Das Forschungsteam behauptet, dies sei zudem der erste öffentlich dokumentierte „gekettete Exploit (chained exploit)“-Angriff, der die MIE-Schutzmaßnahmen auf physischen Geräten mit dem M5-Chip durchbrechen könne. Besonders beunruhigend: Von der Entdeckung der Schwachstellen bis zum Abschluss der gesamten Angriffskette vergingen insgesamt nur etwa fünf Tage.
Calif: KI ist nicht allmächtig, Mensch-Maschine-Zusammenarbeit ist der Schlüssel
Calif-Forschende betonten in ihrem Bericht jedoch, dass der Eindringversuch ohne synchron abgestimmtes Vorgehen durch professionelle Hacker nicht erfolgreich gewesen wäre, auch wenn Mythos eine beeindruckende Fähigkeit zum Aufspüren von Lücken zeigt. Daher sei Mythos im gesamten Prozess eher die Rolle eines „leistungsstarken Assistenztools“ gewesen und kein vollautomatisches Angriffssystem.
Bislang hat Apple noch nicht auf den Vorfall reagiert und auch nicht bestätigt, ob bereits Patches für die von Mythos ausgenutzten Schwachstellen bereitgestellt wurden.
Ursprüngliche Absicht von Anthropic: AI soll zur Waffe für die Cyberabwehr werden
Anthropic betont, dass die Entwicklung von Mythos nicht für böswillige Angriffe gedacht war, sondern als Werkzeug für aktive Verteidigung dienen sollte. Dazu hat Anthropic das Projekt „Project Glasswing“ ins Leben gerufen. Ziel ist, Mythos zur Identifizierung von System-Sicherheitslücken bereitzustellen, damit diese bereits behoben werden können, bevor sie von böswilligen Hackern entdeckt werden.
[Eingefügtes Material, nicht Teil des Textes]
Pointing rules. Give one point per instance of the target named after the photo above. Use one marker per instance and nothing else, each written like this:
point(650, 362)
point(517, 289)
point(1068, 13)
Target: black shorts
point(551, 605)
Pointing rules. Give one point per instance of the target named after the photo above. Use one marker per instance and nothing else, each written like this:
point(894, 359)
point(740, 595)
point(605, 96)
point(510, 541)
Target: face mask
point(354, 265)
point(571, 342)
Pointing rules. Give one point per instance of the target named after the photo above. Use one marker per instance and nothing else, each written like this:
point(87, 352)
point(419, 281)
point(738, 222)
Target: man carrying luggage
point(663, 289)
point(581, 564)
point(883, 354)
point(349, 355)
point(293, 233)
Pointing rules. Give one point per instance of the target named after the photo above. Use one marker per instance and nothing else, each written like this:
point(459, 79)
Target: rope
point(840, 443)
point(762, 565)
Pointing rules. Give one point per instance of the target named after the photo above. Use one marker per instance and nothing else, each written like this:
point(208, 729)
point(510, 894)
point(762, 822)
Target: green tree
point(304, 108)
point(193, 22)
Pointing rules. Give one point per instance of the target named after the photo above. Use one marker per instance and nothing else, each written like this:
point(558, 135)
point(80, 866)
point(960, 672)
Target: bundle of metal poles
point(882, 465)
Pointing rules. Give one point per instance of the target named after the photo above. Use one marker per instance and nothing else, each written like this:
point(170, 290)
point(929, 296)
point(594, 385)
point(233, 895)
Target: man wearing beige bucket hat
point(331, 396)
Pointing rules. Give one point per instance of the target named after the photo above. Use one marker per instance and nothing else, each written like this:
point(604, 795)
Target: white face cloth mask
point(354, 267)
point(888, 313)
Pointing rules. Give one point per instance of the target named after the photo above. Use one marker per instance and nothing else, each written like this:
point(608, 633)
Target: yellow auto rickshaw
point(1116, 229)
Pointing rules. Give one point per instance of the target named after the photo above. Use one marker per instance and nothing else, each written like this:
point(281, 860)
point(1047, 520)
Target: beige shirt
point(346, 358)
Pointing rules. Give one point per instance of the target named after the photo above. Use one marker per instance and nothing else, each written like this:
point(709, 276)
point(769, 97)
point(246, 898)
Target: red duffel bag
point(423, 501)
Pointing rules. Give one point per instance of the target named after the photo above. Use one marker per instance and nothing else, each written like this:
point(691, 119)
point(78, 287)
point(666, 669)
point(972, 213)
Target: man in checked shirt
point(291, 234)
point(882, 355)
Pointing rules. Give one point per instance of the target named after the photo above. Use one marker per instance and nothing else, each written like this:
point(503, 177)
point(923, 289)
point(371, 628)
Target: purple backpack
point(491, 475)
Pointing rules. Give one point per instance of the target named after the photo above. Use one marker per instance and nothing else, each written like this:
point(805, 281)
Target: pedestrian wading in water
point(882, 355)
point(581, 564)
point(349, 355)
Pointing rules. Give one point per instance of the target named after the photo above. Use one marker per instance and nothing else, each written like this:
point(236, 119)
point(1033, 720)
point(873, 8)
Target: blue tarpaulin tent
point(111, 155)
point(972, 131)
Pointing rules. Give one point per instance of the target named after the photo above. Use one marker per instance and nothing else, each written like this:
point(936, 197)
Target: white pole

Doch der Vorfall zeigt auch die Kehrseite der Medaille: Ein und dasselbe leistungsstarke Modell kann sowohl ein hilfreicher Assistent für die Netzabwehr sein als auch unter bestimmten Bedingungen zu einer Bedrohung werden, um selbst Spitzen-Betriebssysteme zu knacken. Mit dem fortlaufenden Ausbau von KI-Fähigkeiten wird die Cyber-Sicherheitsvorsorge in allen Bereichen immer dringlicher.
Dieser Artikel „Anthropic Mythos gelingt es in fünf Tagen, Apples macOS-Sicherheitsmechanismus zu knacken“: Sicherheitsalarm bei Apple — erstmals erschienen in der Ketten-News ABMedia.